Andrew Jackson Day’s father was Thomas P. Day. He was born in 1804 in Virginia and died before 1880 in Kentucky. On the 1840 census he is in Tazewell County, Virginia; on the 1850 and 1860 he is in Morgan County; and on the 1870 he is in Magoffin County.  His wife was Margaret “Nancy” McGrady, who was born in 1812 in Grayson County, Virginia.

Thomas’s father was Joseph Day who married Rhoda Cock, daughter of Andrew Cock, on 10 August 1796.  Rhoda died 16 August 1827 at age 49, after having given birth to at least 10 children.  Joseph remarried to Rebecca Dunn in 1830, and his second wife had 7 children!  At the age of 80, just a few months before his death, he wrote his will and listed his youngest son as age 8.  Joseph lived in Grayson and Carroll counties in Virginia.  Joseph and Rhoda are both buried in Carroll County, VA.


Nancy Emily Reed’s parents were Lewis Reed and Sarah Patrick. They married 3 May 1849 and were living in Morgan County at the time of the 1850 census. On the 1860, 1870, and 1880 censuses they are living in Magoffin County in Salyersville and Johnsons Fork. Lewis died on 9 December 1895 in Elsie, Magoffin County.  Sarah Patrick, daughter of Robert Patrick and Elizabeth McMullen, was born 5 January 1830 and died 15 March 1892 in Elsie. Robert Patrick was from Staunton, Augusta County, Virginia.  He was born in 1779 and died in 1859 in Madison County, Arkansas.  His headstone reads “KY Militia, War of 1812.”  His parents were Hugh Patrick and Susanna Harris.

Patrick Cemetery, Madison County, Arkansas
The parents of Lewis Reed were Daniel Reed and Martha “Patsy” Lewis.  Daniel was born 3 April 1806 in Virginia.  Daniel and Patsy were enumerated on the 1830-1870 censuses in either Morgan or Magoffin counties. They were living near the mouth of Cow Creek when Daniel died on 8 February 1878. Patsy died on 18 April 1880 in Magoffin County of pneumonia.   

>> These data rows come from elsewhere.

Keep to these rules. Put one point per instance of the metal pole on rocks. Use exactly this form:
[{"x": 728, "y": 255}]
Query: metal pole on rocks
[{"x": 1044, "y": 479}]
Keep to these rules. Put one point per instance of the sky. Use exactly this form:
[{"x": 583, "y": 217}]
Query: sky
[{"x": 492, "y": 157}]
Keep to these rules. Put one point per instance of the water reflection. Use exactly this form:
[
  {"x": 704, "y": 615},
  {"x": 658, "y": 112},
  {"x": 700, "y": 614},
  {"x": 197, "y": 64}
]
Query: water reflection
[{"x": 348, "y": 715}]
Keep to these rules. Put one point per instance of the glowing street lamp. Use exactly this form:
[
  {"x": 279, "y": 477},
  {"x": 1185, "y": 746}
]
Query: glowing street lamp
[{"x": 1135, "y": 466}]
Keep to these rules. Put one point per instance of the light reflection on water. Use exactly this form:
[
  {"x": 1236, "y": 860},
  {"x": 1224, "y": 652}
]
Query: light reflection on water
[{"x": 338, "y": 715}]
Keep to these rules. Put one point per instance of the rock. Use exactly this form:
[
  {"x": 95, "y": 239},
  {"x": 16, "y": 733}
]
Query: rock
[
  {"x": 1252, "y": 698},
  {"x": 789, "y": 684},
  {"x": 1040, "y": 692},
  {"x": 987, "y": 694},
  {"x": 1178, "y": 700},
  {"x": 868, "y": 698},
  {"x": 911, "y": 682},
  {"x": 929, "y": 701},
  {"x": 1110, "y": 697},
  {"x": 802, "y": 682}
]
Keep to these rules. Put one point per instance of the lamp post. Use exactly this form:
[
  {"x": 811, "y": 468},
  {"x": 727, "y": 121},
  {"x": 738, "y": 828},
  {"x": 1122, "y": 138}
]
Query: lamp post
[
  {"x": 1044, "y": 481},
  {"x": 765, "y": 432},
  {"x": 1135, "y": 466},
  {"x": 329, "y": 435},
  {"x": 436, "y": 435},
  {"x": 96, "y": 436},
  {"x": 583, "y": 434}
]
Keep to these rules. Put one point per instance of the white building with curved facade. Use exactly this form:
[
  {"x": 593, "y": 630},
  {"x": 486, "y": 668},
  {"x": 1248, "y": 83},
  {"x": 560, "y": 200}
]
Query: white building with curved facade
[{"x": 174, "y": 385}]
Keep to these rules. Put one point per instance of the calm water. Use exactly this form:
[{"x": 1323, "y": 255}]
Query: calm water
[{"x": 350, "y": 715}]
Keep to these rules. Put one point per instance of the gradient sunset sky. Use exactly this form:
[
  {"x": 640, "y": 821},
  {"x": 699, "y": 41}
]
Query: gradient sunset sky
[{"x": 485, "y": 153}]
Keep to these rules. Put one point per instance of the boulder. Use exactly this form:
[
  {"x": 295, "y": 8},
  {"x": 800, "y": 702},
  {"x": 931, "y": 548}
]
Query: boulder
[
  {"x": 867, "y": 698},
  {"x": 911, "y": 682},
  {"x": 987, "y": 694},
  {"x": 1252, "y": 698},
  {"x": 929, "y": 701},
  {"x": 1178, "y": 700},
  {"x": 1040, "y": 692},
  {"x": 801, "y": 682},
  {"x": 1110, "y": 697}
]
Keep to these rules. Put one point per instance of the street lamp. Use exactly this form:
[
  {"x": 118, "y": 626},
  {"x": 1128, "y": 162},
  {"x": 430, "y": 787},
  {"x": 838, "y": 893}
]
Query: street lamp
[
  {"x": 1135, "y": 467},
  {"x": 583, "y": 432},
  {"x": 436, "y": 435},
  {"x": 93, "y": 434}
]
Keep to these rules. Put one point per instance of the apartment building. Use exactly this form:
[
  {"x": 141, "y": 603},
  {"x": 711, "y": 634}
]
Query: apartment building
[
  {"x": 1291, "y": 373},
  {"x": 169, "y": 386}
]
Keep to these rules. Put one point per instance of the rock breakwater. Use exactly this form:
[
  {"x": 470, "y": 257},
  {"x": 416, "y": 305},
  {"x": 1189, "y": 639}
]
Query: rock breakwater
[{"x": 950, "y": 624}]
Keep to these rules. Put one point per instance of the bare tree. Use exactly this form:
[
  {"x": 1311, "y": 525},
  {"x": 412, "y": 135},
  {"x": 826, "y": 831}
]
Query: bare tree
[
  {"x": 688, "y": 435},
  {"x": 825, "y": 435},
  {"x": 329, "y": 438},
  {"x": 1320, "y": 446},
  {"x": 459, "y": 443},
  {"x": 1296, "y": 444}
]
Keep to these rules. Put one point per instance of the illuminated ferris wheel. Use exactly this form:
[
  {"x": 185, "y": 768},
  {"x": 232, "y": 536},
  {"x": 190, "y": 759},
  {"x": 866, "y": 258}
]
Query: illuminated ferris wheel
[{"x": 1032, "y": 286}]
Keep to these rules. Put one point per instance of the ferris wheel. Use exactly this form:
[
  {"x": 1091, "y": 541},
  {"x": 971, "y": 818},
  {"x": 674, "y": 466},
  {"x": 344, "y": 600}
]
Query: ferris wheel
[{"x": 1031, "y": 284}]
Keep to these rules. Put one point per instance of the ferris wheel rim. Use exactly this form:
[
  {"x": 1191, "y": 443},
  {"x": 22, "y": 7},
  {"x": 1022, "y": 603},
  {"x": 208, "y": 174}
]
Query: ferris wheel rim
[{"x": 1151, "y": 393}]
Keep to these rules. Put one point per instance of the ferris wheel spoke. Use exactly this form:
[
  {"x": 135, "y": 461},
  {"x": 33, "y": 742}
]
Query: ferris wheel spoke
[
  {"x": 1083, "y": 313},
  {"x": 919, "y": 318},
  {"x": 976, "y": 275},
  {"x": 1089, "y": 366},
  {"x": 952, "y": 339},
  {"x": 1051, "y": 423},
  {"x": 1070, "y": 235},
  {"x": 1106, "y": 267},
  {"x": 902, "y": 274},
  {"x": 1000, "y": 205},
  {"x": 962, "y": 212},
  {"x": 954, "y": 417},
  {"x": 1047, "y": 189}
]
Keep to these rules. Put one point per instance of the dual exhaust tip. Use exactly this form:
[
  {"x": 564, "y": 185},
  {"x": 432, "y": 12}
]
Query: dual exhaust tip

Patsy’s father was John Lewis. He was born in North Carolina in 1782 but was living in Kentucky by 1820 and in Morgan County by 1830. His parents were James Lewis and Winnie Henson.  According to Lewis family researchers, James came from Wales to America with his father Nathaniel in 1740. They settled first in Virginia. James died in 1825 at Cutshin Creek, Perry County, Kentucky, and is buried in the J.C. Lewis Cemetery in Wooton.  He served in the North Carolina Militia during the Revolutionary War. There is a sign in the cemetery listing his children and commemorating his service.